1

Given an arbitrary String that contains 0 or more Substrings that match a regular expression.

How can I count the number of characters in that String that were part of Substrings that matched the regex?

Example:

Given a regex that matches any email address and the String:

"I have two email addresses: email@gmail.com and email@hotmail.com"

This would return the int value of 32 (the number of characters in "email@gmail.com" plus "email@hotmail.com").

I'm not being clear enough, it seems. Let's pretend you want to set a limit to the number of characters in a tweet, but you want to allow people to include their email address in the tweet and have it count as zero characters.

Possible method signature of solution:

public int lengthOfSubStringsMatchingRegex(String input, String regex)
Alexander Ivanchenko
  • 25,667
  • 5
  • 22
  • 46
Glen Pierce
  • 4,401
  • 5
  • 31
  • 50
  • I know how to get the length of an arbitrary String. – Glen Pierce Apr 06 '17 at 23:46
  • possible duplicate of http://stackoverflow.com/questions/2635082/java-counting-of-occurrences-of-a-word-in-a-string – Sumit Gulati Apr 06 '17 at 23:58
  • Not a duplicate in that I'm not asking for the number of occurrences of a String, I'm looking for the length of all Strings that match a regex in my input String. But that question does have some useful information relative to this in it. – Glen Pierce Apr 07 '17 at 00:01
  • All match objects contain a method to get the length. It's probably length(). –  Apr 07 '17 at 03:35

2 Answers2

4

Just loop over the matching groups of your Regex, and use length() to extract the number of characters. Add them to your counter, and that's it.

public int lengthOfSubStringsMatchingRegex(String input, String regex)
    Pattern p = Pattern.compile(regex);
    Matcher m = p.matcher(input);

    int count = 0;
    while (m.find())
        count += m.group().length();

    return count;
}

As an alternative, but slightly less readable, you can use directly the offsets:

count += m.end() - m.start();

start() returns the start index of the previous match.
end() returns the offset after the last character matched.

Guillaume F.
  • 5,905
  • 2
  • 31
  • 59
1

Java 9+

Here's a single-statement stream-based solution.

Since Java 9 we can use Matcher.results() that produces a stream of match results Stream<MatchResult> "for each subsequence of the input sequence that matches the pattern".

Then we can transform MatchResult into a captured group and find out its length. To obtain the final value, we just need to add up the elements.

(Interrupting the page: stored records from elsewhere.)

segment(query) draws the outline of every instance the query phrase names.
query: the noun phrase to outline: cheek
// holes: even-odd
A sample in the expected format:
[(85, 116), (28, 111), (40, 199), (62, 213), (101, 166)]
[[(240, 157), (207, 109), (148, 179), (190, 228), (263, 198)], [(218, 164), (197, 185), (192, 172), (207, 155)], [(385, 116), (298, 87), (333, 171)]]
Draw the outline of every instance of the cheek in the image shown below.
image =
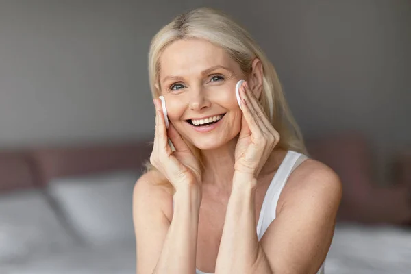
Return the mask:
[(173, 97), (166, 98), (167, 116), (170, 121), (178, 120), (184, 113), (185, 105), (184, 100)]
[(240, 110), (236, 97), (235, 87), (229, 86), (219, 89), (215, 92), (212, 92), (212, 99), (211, 99), (212, 101), (218, 102), (224, 108), (230, 110)]

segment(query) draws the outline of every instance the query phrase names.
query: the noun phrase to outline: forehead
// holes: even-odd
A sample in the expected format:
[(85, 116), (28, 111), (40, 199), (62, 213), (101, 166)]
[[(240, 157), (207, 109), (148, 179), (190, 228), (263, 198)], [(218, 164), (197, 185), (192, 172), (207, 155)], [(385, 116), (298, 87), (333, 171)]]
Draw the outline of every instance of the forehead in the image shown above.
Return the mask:
[(162, 53), (160, 64), (162, 78), (171, 75), (178, 76), (201, 73), (216, 65), (239, 69), (239, 66), (224, 49), (201, 39), (180, 40), (173, 42)]

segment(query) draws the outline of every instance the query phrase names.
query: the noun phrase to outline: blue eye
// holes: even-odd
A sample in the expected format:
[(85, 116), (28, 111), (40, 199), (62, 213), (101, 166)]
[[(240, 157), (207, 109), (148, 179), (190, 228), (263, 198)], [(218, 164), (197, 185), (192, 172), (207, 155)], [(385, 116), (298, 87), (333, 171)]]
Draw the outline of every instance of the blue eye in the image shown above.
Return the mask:
[(223, 80), (223, 79), (224, 79), (224, 77), (221, 75), (214, 75), (212, 77), (211, 77), (211, 82), (216, 82), (216, 81), (220, 81), (220, 80)]
[(170, 86), (170, 90), (177, 90), (180, 89), (180, 88), (175, 88), (176, 87), (181, 87), (181, 88), (182, 88), (184, 87), (184, 86), (182, 85), (181, 84), (174, 84)]

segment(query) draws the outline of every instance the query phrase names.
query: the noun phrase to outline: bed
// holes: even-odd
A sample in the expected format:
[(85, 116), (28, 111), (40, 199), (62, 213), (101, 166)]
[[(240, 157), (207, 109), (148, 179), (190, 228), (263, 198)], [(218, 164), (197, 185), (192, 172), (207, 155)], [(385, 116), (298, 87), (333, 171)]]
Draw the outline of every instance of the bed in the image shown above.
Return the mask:
[[(0, 153), (0, 273), (134, 273), (134, 185), (148, 142)], [(411, 232), (337, 224), (325, 273), (410, 273)]]

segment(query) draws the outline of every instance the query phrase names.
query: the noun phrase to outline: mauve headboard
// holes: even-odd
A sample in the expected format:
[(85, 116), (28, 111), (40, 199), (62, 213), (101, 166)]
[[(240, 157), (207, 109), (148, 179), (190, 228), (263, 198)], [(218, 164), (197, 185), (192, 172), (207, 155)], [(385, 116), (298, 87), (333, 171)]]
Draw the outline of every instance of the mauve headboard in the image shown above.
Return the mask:
[(0, 192), (41, 187), (52, 179), (116, 171), (142, 171), (149, 141), (38, 147), (0, 151)]
[(0, 152), (0, 192), (36, 186), (35, 166), (27, 151)]
[(114, 170), (142, 171), (152, 150), (148, 141), (117, 145), (38, 147), (32, 157), (38, 171), (40, 186), (59, 177), (81, 175)]

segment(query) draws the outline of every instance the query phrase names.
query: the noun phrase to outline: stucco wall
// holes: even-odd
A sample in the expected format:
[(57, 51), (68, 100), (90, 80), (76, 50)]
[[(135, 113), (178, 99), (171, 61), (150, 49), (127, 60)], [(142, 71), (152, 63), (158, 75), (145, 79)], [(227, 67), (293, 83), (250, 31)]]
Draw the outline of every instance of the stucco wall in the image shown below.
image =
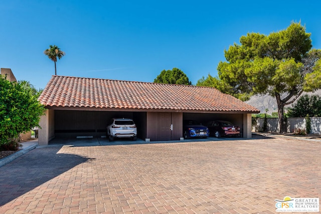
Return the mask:
[[(321, 134), (321, 117), (311, 117), (310, 134)], [(279, 131), (278, 118), (267, 118), (267, 131), (277, 132)], [(262, 129), (264, 118), (257, 119), (257, 127)], [(291, 117), (287, 119), (287, 132), (295, 132), (298, 129), (305, 129), (305, 119), (303, 117)]]

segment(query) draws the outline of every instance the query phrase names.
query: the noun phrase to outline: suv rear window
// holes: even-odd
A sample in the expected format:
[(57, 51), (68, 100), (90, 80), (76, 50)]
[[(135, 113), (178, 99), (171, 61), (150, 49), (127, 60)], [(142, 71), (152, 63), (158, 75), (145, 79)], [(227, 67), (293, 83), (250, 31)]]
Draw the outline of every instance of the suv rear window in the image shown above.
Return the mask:
[(134, 121), (132, 120), (115, 120), (116, 125), (134, 125)]

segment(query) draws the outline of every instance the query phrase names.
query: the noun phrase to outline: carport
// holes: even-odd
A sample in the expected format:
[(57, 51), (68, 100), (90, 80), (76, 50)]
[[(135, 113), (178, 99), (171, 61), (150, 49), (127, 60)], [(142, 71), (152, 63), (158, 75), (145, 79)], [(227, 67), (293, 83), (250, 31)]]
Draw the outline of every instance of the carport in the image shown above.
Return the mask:
[(47, 109), (39, 143), (57, 136), (105, 135), (113, 117), (129, 118), (145, 140), (183, 137), (183, 120), (229, 120), (251, 138), (254, 107), (213, 88), (53, 76), (39, 99)]

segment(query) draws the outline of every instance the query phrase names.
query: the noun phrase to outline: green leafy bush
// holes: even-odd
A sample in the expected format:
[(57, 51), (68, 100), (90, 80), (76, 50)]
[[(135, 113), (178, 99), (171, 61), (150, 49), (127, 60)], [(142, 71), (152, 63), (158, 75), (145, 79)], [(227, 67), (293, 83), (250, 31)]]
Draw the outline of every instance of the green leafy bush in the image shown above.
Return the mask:
[(305, 117), (305, 129), (306, 129), (306, 134), (309, 134), (311, 132), (311, 119), (308, 114)]
[(0, 151), (18, 149), (19, 134), (39, 125), (45, 108), (31, 89), (0, 75)]

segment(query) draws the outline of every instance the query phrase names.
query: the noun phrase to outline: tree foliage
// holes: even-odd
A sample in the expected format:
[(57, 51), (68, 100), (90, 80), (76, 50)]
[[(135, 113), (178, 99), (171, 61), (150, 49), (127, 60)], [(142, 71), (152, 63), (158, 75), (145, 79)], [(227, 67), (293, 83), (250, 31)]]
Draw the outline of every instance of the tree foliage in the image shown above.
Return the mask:
[(321, 97), (318, 95), (301, 96), (293, 106), (288, 109), (287, 114), (292, 117), (304, 117), (307, 114), (310, 117), (321, 117)]
[(163, 70), (154, 80), (154, 82), (176, 85), (192, 85), (192, 82), (189, 80), (186, 74), (176, 68), (167, 71)]
[(57, 67), (56, 63), (57, 62), (57, 58), (60, 60), (62, 57), (65, 56), (65, 52), (62, 51), (56, 45), (50, 45), (49, 48), (46, 49), (44, 52), (45, 55), (48, 56), (48, 58), (55, 63), (55, 75), (57, 75)]
[(303, 91), (321, 88), (321, 51), (312, 49), (310, 34), (300, 23), (268, 36), (248, 33), (224, 51), (218, 77), (209, 75), (198, 85), (215, 87), (242, 100), (253, 94), (275, 97), (280, 131), (286, 131), (284, 107)]
[(34, 92), (0, 75), (0, 150), (17, 149), (19, 134), (38, 126), (45, 109)]

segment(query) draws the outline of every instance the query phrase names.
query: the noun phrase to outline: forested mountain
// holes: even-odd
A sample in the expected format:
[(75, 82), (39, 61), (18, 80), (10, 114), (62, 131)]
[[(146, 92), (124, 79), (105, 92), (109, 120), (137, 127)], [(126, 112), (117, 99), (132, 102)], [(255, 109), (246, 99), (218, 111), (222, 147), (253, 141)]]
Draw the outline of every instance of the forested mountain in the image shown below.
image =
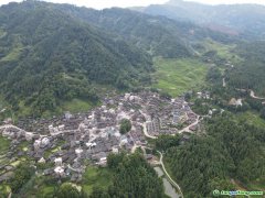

public static int lengthOfSubStringsMatchingRegex(String input, String regex) {
    
    return Pattern.compile(regex).matcher(input) // produces a Matcher
        .results()                // Stream<MatchResult>
        .map(MatchResult::group)  // Stream<String>
        .mapToInt(String::length) // IntStream
        .sum();
}

main()

public static void main(String[] args) {

    System.out.println(lengthOfSubStringsMatchingRegex("a_!_b__c_d_e", "\\p{Punct}+"));
    System.out.println(lengthOfSubStringsMatchingRegex("_?_a_b__c_de_", "\\p{Punct}+"));
}

Output:

7
8
Alexander Ivanchenko
  • 25,667
  • 5
  • 22
  • 46